The advent of penicillin in the 1940s has saved millions of lives. Illnesses that were once considered life-threatening — such as pneumonia, strep throat and scarlet fever — are now entirely manageable thanks to penicillin and other antibiotics.
Why, then, does there seem to be so much conflicting information about the use of what has been called a "wonder drug"? For a parent with a sick child, the mixed messages from researchers and the media can be particularly perplexing.
Karen Lui, MD, a pediatrician at Rush University Medical Center, sheds some light on the issue.
Q: Why does there seem to be increasing hesitancy regarding the use of antibiotics?
Lui: I don't think any physician likes to prescribe antibiotics for a child if they don't need to. There are many reasons why.
Because of the overuse of antibiotics and bacteria becoming more resistant to them, we have had to use much higher doses. This increases the risk of side effects like upset stomach and diarrhea, which create additional discomfort on top of the illness the child is already going through.
Eventually, a patient may need a stronger class of antibiotic because bacterial strains become resistant. Also, some children are allergic to antibiotics, and we don't know whether they are until we try and they have reactions.
Q: There is research, including a study regarding ear infections, that suggests times when it’s beneficial to treat children under the age of 2 with antibiotics right away. Why is there a difference in how you might treat a 2-year-old compared to a 3-year-old?
Lui: For children under 2 years old, it's harder to figure out what the underlying issue may be. They can't tell us what's really causing them discomfort.
Also, for kids who are younger, it's sometimes tough to administer a thorough ear exam; their ear canals are so small, and they might be scared and crying for the entire office visit, so the ear is already red from crying. So if symptoms of ear infection or another infection are the only signs we have, we will treat the child with an antibiotic.

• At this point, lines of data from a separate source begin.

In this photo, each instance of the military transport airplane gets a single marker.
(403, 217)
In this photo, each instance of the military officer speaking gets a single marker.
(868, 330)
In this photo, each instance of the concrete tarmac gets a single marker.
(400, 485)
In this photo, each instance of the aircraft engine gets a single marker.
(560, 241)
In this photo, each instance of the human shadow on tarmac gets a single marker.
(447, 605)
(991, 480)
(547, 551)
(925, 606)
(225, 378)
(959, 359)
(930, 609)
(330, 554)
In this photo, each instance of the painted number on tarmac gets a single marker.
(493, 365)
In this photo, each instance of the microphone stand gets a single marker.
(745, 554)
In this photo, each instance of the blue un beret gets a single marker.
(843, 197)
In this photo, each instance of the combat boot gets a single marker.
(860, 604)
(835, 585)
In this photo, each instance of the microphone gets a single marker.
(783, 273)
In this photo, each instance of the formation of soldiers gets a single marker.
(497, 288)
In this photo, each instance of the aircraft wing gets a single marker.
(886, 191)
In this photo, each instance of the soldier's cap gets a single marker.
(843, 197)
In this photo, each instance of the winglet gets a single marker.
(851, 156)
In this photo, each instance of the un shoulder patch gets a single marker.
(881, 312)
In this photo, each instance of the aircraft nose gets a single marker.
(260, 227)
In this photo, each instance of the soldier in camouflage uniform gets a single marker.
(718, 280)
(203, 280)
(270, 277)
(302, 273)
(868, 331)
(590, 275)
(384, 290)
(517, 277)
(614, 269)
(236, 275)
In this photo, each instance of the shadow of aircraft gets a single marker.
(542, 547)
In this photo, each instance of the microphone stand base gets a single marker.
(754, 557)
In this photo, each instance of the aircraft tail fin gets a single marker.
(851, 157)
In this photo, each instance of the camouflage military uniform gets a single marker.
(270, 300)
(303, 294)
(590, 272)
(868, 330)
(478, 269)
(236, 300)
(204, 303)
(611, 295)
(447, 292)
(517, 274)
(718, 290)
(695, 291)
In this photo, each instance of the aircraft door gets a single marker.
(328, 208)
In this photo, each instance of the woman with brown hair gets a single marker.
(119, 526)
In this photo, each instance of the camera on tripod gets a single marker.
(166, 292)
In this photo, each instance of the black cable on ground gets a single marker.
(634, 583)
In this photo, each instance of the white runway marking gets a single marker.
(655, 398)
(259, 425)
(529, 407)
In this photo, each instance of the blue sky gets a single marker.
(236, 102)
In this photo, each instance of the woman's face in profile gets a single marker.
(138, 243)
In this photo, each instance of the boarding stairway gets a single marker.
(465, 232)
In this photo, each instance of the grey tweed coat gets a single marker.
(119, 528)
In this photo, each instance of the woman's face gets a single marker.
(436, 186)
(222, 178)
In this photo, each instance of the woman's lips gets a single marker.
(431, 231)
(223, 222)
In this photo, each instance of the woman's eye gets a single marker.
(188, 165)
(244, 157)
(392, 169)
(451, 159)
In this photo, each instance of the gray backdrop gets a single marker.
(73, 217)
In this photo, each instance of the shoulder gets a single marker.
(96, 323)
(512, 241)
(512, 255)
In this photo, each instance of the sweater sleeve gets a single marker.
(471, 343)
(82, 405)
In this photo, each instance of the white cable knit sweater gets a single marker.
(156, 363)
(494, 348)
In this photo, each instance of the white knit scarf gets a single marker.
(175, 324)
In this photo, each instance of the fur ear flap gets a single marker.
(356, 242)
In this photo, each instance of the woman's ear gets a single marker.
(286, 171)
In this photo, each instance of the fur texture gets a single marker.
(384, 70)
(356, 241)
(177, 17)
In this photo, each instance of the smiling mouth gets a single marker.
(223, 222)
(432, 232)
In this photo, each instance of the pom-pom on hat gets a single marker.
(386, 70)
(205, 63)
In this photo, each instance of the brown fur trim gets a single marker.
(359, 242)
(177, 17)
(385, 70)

In addition, younger children tend to get sicker faster than older children; therefore, we worry about other diseases that can cause complications, like mastoiditis — when an ear infection spreads to the skull — so we err on the side of caution and use an antibiotic.
However, a 3-year-old might be able to tell us exactly where the discomfort is located. For kids older than 2 years old, we usually give parents the option of first trying ibuprofen or ear drops to help reduce pain. If the child still has symptoms after about 48 hours, then antibiotics are given stronger consideration.
That also applies to other infections, such as those affecting the sinuses and throat. For sinus infections, I might first suggest pain relievers, a humidifier and a nasal rinse. A humidifier can also relieve the hoarseness that comes along with a throat infection; gargling with warm salt water can reduce inflammation, too.
I don't think any physician likes to prescribe antibiotics for a child if they don't need to.
Q: What can parents do to prepare for a visit with a physician and the potential use of antibiotics for their sick child?
Lui: I would suggest doing your best to keep track of the course of the illness. When did symptoms start, and how high has the fever been? Based on a history, we can sometimes determine whether to use antibiotics sooner rather than later.
If the child has had a fever for longer than two or three days, then we err on the side of treating with an antibiotic, as opposed to if the child had a low-grade fever for a day. Good communication between the parent and the doctor helps everyone involved decide on what they're comfortable doing next.